The Daily Stream: Slither Is The Alien Horror-Romance That Invaded My Heart

The Movie: "Slither"

Where You Can Stream It: STARZ

The Pitch: Before he was making big-budget blockbusters like "The Suicide Squad" and "Guardians of the Galaxy," writer and director James Gunn made a couple of smaller, personal films that reflected his beginnings working at shock exploitation movie studio Troma. His directorial debut in film was 2006's "Slither," a romantic horror-comedy about an invading alien life-form that possesses and transforms its hosts in order to take over the town of Wheelsy, South Carolina. The alien's first host is Grant Grant (Michael Rooker), who stumbles upon it in the forest while on a walk with Brenda, a woman he picked up at a bar (played by Brenda James). Grant is going through some marriage troubles with his wife Starla (Elizabeth Banks), a local schoolteacher who married him when they were young because he's the richest man in town and she grew up extremely poor. The two just don't feel a spark anymore, and Starla's long-held crush on her high school sweetheart, Sheriff Bill Pardy (Nathan Fillion), isn't helping things. The morning after Grant and the alien merge, Starla tries to make up for a fight the previous night with sex. The alien, who has never felt love before, discovers affection for Starla, and then things start getting really weird. Before long most of the town are alien-possessed zombies and a handful of survivors have to try to stop Grant before he takes over more than just sleepy Wheelsy. Is Starla's love enough to tame the extraterrestrial monster, or will everyone eventually be part worm?

Why It's Essential Viewing

I'm a sucker for really unconventional romances, and "Slither" is one of the strangest of them all.
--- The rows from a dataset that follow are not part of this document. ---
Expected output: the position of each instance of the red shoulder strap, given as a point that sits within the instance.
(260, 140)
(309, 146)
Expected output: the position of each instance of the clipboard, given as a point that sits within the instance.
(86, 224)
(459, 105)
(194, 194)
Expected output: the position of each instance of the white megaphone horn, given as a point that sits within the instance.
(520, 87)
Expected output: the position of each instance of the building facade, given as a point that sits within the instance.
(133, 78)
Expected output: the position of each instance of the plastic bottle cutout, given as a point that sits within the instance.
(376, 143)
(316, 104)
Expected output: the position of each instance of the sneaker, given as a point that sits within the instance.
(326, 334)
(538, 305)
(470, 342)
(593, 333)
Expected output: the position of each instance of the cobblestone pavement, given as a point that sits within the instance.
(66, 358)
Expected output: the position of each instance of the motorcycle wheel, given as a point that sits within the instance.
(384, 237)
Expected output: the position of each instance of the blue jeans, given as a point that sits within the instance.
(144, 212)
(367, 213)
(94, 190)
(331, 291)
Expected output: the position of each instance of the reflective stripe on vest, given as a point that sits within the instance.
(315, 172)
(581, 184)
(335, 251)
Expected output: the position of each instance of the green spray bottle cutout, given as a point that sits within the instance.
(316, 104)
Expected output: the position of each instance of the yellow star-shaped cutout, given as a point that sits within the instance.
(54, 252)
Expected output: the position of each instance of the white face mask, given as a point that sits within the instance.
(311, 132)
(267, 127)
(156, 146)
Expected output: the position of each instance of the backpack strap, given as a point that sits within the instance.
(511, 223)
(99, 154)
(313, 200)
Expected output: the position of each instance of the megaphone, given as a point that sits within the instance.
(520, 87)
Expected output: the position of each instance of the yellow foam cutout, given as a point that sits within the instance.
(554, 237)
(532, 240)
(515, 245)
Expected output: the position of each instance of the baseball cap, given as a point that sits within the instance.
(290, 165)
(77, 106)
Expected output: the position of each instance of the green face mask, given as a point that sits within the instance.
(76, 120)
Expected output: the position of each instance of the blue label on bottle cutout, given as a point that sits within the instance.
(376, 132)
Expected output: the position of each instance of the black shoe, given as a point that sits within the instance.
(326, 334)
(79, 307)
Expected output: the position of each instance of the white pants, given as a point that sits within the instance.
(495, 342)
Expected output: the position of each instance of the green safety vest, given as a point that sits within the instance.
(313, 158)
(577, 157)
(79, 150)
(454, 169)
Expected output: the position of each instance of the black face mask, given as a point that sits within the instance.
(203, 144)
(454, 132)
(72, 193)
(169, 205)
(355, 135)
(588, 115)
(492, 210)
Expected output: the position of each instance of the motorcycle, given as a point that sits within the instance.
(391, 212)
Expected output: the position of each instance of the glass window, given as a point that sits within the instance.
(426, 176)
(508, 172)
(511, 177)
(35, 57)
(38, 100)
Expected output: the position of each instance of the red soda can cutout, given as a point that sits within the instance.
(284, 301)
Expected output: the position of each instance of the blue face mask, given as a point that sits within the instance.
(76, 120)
Sure, there's an alien invasion and a whole town turned into worm-zombies, but the main conflict at the heart of "Slither" is the crumbling marriage of Grant and Starla. Much like the rest of Gunn's work, "Slither" is a character-driven ensemble story that just happens to take place during a potential intergalactic catastrophe. The Grant alien is a lot like Starro, and can communicate through any of his possessed posse, who try to convince Starla that he just wants to talk after she discovers his basement nest made of animal corpses and is understandably freaked. Grant has more to apologize for than a few dead neighborhood dogs and raccoons, though, including cheating on Starla with Brenda as both Grant and Alien Grant. While Starla is out dancing with Bill at the local bar for a start of deer season celebration, Alien Grant impregnates Brenda with worm babies, leading to one of the film's most memorable (and disgusting) scenes, in which Brenda blows up like a giant balloon full of worms. 

"Slither" is a twisted twist on the beauty and the beast trope that even sees Starla dressed like Fay Wray in "King Kong" for her climactic confrontation with her possessed partner. While Grant may not have been the man of her dreams, there was some kind of love between him and Starla, and that love teaches an extinction-happy extraterrestrial something other than hatred and hunger. Bill and Starla's love for one another is similarly inspiring, forcing them to do insane things in the name of protecting one another. They have the bond of their lifelong friendship and a shared longing that's been there for years — we find out that Starla asked Bill to run away with her to Hollywood when they were teens and he talked her out of it. If he hadn't, maybe they would have been off together somewhere, having a happy life. The only problem is that Starla wouldn't have been around to romance the alien, and it might have taken over the entire planet. Love is messy, folks. 

On top of being a perfect Valentine's Day watch, "Slither" is just a lot of fun. There are some incredible practical special effects, some deliciously disgusting gross-out moments, and loads of quotable dialogue. Basically, it has everything you know and love about James Gunn's oeuvre, including some next-level needle-drops. (Air Supply's "Every Woman in the World" gets a lot of play, and it's perfect.) In addition to Fillion, Banks, and Rooker, who are all clearly having a blast, the rest of the stellar cast includes Jenna Fischer ("The Office") as Bill's secretary, Gregg Henry ("Payback") as the foul-mouthed mayor who loves Mr. Pibb, and Tania Saulnier ("Cheaters") as Kylie, a local teen who helps Bill and Starla survive. Gunn makes a cameo as one of Starla's fellow schoolteachers, and even Troma founder Lloyd Kaufman shows up for a brief cameo as an unruly drunk. If you've ever wanted to see where Gunn's greatness all began, "Slither" is a great place to start. It's riotously funny, gleefully gross, and has a whole lotta heart.